Organizations that plan to adopt these modes should prepare now: tighten OAuth scopes, enforce two-factor authentication, define human-in-the-loop confirmation points for high-stakes actions, and test workflows in sandboxed accounts. Google's staged release pattern—subscriber gating, developer previews, and opt-in experiments—will buy some time, but the trajectory is clear.

Competitive Landscape and What It Means for Windows Users

Agentic AI is the current battleground. Microsoft's Copilot has been weaving autonomous capabilities into Office and Windows, and OpenAI's Operator and Anthropic's computer-use APIs are pushing similar boundaries. Gemini's advantage lies in its deep integration with the Google ecosystem and its multimodal foundation. For Windows users, the Gemini web app (and potential PWAs) can bridge Chrome and Edge workflows alongside Microsoft's own tools, making the agentic assistant increasingly platform-agnostic. The competition will force all players to improve safety and user experience rapidly.

Risks and Unknowns

TestingCatalog's discovery confirms active development, but no public timelines exist. Features could change significantly before launch, and some modes may never graduate from experimental status. The precise capabilities—whether agents can make financial transactions, write emails, or post on social media—remain undefined. Pricing and availability tiers are speculation. Until official documentation lands, treat the leaks as directional rather than finalized.

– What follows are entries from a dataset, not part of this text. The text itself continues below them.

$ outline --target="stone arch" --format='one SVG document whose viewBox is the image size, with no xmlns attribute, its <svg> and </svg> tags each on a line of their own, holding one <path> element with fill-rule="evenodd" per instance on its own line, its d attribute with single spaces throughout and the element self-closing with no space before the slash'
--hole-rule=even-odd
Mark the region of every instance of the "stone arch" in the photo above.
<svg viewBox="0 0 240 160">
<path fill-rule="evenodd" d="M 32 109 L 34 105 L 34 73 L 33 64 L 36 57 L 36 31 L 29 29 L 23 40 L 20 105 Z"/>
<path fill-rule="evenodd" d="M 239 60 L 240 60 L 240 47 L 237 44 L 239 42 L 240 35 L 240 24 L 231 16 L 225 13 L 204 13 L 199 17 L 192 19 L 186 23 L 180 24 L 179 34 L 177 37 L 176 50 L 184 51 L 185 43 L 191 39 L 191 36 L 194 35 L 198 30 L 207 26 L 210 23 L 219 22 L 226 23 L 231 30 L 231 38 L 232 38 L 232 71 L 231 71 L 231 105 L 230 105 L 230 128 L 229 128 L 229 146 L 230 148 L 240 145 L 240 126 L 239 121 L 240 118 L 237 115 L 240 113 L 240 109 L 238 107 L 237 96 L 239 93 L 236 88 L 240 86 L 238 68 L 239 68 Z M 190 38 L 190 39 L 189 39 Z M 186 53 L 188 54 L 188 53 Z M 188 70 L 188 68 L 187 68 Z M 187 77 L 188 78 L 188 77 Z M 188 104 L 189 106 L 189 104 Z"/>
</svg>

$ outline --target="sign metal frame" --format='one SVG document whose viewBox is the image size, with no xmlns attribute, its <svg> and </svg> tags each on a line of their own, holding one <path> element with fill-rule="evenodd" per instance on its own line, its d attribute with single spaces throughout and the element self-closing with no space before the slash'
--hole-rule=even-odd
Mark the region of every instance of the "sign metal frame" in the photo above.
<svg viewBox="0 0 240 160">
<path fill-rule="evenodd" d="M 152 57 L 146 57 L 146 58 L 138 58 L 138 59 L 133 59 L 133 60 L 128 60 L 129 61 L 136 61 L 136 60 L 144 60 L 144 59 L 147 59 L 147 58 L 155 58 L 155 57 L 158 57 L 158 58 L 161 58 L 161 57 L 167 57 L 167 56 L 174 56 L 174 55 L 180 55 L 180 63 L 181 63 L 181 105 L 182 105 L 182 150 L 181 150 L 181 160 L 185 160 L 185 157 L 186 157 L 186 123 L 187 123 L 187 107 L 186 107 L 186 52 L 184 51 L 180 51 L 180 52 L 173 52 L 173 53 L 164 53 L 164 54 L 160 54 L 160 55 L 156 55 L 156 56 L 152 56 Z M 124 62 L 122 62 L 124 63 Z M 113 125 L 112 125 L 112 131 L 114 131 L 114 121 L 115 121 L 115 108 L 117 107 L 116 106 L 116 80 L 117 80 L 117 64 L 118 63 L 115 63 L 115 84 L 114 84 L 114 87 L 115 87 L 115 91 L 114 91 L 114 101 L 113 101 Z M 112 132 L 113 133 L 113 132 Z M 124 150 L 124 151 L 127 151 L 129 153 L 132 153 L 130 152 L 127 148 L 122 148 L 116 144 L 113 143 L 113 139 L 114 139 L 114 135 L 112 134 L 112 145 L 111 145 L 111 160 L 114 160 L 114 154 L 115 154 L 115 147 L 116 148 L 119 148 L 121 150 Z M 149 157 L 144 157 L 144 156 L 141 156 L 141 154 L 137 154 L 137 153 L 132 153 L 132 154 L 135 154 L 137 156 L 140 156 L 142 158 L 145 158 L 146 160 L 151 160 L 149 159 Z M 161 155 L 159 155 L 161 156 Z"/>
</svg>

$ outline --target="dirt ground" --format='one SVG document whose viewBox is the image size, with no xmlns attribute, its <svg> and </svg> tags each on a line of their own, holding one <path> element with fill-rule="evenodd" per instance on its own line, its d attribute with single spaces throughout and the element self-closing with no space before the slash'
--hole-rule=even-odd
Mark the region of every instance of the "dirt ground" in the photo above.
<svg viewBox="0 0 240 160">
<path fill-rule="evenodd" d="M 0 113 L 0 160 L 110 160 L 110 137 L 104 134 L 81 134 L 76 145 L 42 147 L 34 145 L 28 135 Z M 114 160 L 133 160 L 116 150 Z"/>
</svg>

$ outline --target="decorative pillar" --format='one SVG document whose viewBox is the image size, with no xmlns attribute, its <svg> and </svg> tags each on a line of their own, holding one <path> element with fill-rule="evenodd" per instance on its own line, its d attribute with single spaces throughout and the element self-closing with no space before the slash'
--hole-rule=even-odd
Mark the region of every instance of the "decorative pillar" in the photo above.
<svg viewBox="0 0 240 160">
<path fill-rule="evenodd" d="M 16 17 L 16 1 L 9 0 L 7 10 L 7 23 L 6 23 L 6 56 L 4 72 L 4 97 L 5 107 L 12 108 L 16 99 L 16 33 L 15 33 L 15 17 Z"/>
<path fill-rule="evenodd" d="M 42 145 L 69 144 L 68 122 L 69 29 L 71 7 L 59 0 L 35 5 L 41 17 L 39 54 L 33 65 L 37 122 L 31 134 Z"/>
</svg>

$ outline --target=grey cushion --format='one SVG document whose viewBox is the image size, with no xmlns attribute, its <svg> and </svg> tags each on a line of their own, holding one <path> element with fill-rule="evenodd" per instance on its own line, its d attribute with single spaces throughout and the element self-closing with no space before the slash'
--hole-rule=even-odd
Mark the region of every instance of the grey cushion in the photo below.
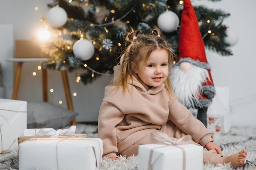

Practical Steps to Prepare

Audit which Google services and third-party sites an agent might access.
Review OAuth scopes and enforce strong authentication.
Set up human-approval gates for irreversible actions.
Test in a sandboxed environment using preview accounts.
Clarify data handling and model training policies with your organization.

Conclusion

Agent Mode, Gemini Go, and Immersive View are more than UI experiments—they're visible steps in Google's plan to turn Gemini from a conversational AI into a productive, autonomous, and visual workspace. The agentic leap offers clear efficiency gains but demands rigorous governance. By joining the dots between the leaked consumer modes and the documented developer tools, it's evident that Google is building a cohesive AI platform where the same agentic engine powers everything from code generation to travel planning. Users and organizations should track these developments closely, tighten their AI policies, and prepare for a future where an AI assistant doesn't just answer questions—it acts on your behalf.